Reading Data
DataChain reads data from many sources and formats through a family of read_* entry points. Each returns a lazy chain: nothing executes until a terminal operation triggers it.
Storage Files
read_storage() connects to any supported storage provider and returns a chain of File objects. It is the primary entry point for unstructured data: images, video, audio, PDFs, text. Always include a trailing slash in bucket and prefix URIs.
import datachain as dc
images = dc.read_storage("s3://bucket/images/**/*.jpg", type="image")
videos = dc.read_storage("gs://bucket/clips/", type="video")
all_files = dc.read_storage("az://container/data/")
The type= parameter selects the right File subclass (ImageFile, VideoFile, AudioFile, TextFile). Without it, files are plain File objects with binary access.
For public buckets, pass anon=True explicitly:
Structured Formats
DataChain reads CSV, JSON, and Parquet directly from storage. These entry points parse the format and produce chains with typed columns.
import datachain as dc
# CSV -- auto-detects delimiter, headers, column types
labels = dc.read_csv("s3://bucket/labels.csv")
labels = dc.read_csv("s3://bucket/csvs/", delimiter=";")
# JSON and JSONL -- with optional JMESPath for nested structures
meta = dc.read_json("gs://bucket/annotations.json", jmespath="images")
captions = dc.read_json("gs://bucket/coco.json", jmespath="annotations")
# Parquet -- supports glob patterns and Hive partitioning
data = dc.read_parquet("s3://bucket/data/*.parquet")
data = dc.read_parquet("s3://bucket/202{1..4}/{yellow,green}-{01..12}.parquet")

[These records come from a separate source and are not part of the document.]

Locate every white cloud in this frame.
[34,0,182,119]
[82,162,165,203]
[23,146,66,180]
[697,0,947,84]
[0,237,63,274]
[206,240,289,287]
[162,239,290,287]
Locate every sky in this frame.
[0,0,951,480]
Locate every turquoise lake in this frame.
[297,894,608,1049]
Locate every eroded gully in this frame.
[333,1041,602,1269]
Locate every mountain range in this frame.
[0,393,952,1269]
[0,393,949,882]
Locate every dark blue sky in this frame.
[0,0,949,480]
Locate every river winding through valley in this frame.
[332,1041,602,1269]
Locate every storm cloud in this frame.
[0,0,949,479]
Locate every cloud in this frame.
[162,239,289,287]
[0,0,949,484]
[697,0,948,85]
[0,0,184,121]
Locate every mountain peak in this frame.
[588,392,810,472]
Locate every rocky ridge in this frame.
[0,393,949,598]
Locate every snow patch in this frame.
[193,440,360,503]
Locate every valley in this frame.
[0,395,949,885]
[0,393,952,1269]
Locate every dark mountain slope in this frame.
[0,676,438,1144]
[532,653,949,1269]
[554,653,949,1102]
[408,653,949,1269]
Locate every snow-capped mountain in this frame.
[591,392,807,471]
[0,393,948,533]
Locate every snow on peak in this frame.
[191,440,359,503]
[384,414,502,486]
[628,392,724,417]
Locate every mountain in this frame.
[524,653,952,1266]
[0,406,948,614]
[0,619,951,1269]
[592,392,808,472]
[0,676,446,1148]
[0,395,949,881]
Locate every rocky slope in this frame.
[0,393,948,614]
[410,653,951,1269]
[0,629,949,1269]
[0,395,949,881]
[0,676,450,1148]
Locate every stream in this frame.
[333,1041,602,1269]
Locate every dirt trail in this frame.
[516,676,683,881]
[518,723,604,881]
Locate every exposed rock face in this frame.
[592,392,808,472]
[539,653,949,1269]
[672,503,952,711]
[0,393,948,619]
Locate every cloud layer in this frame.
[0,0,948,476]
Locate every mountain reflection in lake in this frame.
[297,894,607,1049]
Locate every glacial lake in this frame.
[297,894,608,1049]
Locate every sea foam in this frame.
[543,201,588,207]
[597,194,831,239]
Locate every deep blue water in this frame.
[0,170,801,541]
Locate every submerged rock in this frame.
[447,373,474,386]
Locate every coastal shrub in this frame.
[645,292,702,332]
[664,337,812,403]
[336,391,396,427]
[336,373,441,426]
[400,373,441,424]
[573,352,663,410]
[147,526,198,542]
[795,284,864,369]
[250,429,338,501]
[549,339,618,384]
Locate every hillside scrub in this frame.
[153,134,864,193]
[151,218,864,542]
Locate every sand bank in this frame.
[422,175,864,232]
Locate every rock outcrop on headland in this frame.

JMESPath is powerful for real-world JSON formats like COCO, where images, annotations, and categories live under different top-level keys. Each read_json() call with a different jmespath extracts one array, and you merge them together on shared IDs.
For complex JSON, auto-generate a Pydantic model from a sample file:
from datachain.lib.meta_formats import gen_datamodel_code
code = gen_datamodel_code("s3://bucket/data.json", jmespath="images")
SQL Databases
read_database() connects to any SQLAlchemy-compatible database:
import datachain as dc
# Basic query
records = dc.read_database("SELECT * FROM experiments", "sqlite:///local.db")
# Parameterized query -- prevents SQL injection
chain = dc.read_database(
"SELECT * FROM products WHERE category = :cat",
"postgresql://host/db",
params={"cat": "electronics"},
)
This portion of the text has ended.